A disgruntled son-in-law who raided his father-in-law’s business premises and stole machinery worth £110,000 has been jailed for 21 months.
Alexander Ferguson, 51, targeted premises belonging to his then-wife’s dad, businessman Brian MacGregor.
It happened more than five years ago in August 2018, when Ferguson made off with the expensive equipment that included tractors, forklifts and dumper trucks.
On the day that he targeted the Moy Moss yard near Dalmagarry, Ferguson sent voice notes to his own father.
The communications included one audio message that said: “I’ve got five low loaders sitting here the now. I am f****** emptying his f****** place”.
Ferguson appeared for sentencing at Inverness Sheriff Court, having previously admitted a charge of theft by opening a lockfast place.
Seized mobile phones implicated Alexander Ferguson in machinery theft
At the earlier hearing, fiscal depute Robert Weir told the court that Ferguson and Mr MacGregor had previously worked together in business for a number of years, although there was no formal arrangement.

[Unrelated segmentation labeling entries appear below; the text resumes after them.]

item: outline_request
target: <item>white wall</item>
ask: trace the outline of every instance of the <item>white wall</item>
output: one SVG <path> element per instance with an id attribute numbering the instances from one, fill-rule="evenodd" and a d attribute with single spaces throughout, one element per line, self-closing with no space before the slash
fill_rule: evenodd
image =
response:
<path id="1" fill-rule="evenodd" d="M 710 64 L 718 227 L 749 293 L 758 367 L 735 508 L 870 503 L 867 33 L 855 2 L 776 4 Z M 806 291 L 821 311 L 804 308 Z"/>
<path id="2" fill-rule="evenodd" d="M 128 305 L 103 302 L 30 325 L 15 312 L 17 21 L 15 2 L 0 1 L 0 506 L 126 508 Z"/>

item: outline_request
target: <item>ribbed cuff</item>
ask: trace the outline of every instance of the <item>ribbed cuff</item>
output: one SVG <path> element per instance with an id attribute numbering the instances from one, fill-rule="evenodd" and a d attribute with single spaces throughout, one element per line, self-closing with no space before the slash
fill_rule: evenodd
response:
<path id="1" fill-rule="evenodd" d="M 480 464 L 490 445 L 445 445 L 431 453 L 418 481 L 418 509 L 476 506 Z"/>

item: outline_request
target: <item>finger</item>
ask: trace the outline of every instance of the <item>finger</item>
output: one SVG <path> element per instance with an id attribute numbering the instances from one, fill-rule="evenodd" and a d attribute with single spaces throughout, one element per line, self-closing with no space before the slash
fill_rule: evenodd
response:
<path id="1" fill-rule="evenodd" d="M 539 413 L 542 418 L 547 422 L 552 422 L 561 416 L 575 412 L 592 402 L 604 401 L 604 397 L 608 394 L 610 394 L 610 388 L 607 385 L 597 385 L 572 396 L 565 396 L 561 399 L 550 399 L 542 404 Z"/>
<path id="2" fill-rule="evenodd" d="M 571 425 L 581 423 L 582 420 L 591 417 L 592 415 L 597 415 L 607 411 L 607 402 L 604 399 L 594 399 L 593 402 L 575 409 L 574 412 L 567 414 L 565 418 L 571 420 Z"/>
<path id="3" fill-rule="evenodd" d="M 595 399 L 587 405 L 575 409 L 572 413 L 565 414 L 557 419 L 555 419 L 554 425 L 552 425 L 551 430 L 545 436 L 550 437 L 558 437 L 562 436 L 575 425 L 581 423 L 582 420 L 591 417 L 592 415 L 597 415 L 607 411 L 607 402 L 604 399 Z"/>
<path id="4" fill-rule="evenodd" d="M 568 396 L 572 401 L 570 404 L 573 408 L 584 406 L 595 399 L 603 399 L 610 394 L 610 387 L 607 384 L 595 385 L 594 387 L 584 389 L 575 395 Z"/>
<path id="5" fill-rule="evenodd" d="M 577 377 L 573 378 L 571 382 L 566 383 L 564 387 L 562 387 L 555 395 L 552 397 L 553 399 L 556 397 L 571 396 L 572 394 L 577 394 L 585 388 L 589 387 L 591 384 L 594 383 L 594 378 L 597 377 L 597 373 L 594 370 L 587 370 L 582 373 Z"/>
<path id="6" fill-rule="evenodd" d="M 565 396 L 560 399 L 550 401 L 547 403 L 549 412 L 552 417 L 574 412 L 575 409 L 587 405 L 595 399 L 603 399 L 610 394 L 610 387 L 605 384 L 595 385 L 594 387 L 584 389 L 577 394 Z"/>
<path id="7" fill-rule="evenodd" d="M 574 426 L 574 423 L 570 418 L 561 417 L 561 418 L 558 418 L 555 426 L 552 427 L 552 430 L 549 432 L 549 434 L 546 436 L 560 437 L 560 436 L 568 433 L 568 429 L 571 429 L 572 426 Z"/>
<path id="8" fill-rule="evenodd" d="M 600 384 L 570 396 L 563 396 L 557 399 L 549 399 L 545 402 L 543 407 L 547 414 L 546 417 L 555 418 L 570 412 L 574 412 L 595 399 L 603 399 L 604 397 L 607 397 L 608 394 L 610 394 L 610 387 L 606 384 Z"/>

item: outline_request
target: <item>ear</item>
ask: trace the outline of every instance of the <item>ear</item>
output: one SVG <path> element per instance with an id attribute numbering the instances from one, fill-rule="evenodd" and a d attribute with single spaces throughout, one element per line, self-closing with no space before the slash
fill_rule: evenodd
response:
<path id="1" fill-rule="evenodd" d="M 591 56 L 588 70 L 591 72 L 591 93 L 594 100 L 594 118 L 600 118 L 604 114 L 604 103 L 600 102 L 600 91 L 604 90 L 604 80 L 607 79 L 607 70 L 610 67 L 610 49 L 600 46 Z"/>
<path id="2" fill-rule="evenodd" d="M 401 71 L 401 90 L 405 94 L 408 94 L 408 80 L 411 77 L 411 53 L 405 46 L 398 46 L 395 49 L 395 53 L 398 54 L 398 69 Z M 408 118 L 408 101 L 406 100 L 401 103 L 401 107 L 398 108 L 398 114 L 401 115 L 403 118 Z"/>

Mr Weir said that Mr MacGregor had received a phone call from an employee, notifying him of the theft and the police were then contacted.
“Mr MacGregor thereafter made his own enquiries into the incident and apprised the police of the information.
“He identified parties involved in transporting and the recipient of some of the vehicles who in turn implicated the accused as being responsible,” Mr Weir explained.
The prosecutor added that after Ferguson’s arrest, his mobile phones were seized and analysis of them revealed audio files implicating him in the thefts.
Mr Weir said that one was to his father on the day of the theft.
It said: “Right, I know I can trust you to keep your mooth [sic] shut, right? Never mention this. I’ve got five low loaders sitting here the now. I am f****** emptying his f****** place.”
Mr MacGregor valued the stolen property at £110,000.
All of it was recovered, except for one vehicle valued at £15,000.
At Ferguson’s sentencing, his defence counsel Pauline Baillie told the court that her client had said he was waiting for an inheritance, which would provide the funds to compensate Mr MacGregor for his loss.
This had not been confirmed prior to the case calling, she said.
‘He took matters into his own hands’
Ms Baillie added: “There was a business relationship between him and his father-in-law and the businesses were combined.
“Then he got a message from his former father-in-law to say he was no longer involved.”
“There was significant value in what his input was to the company but as there was no formal agreement, there was no formal way he could be compensated and he took matters into his own hands.”
Sheriff Cruickshank told Ferguson, of Broad Street, Glasgow: “There is some kind of explanation for this about a business venture but I have to say I am none the wiser about what it was.
“I have asked previously for information about compensation and yet again there is none before me.
“You did steal £110,000 of machinery and there is only one disposal for that which is a custodial sentence.”
Ferguson was sent to prison for 21 months.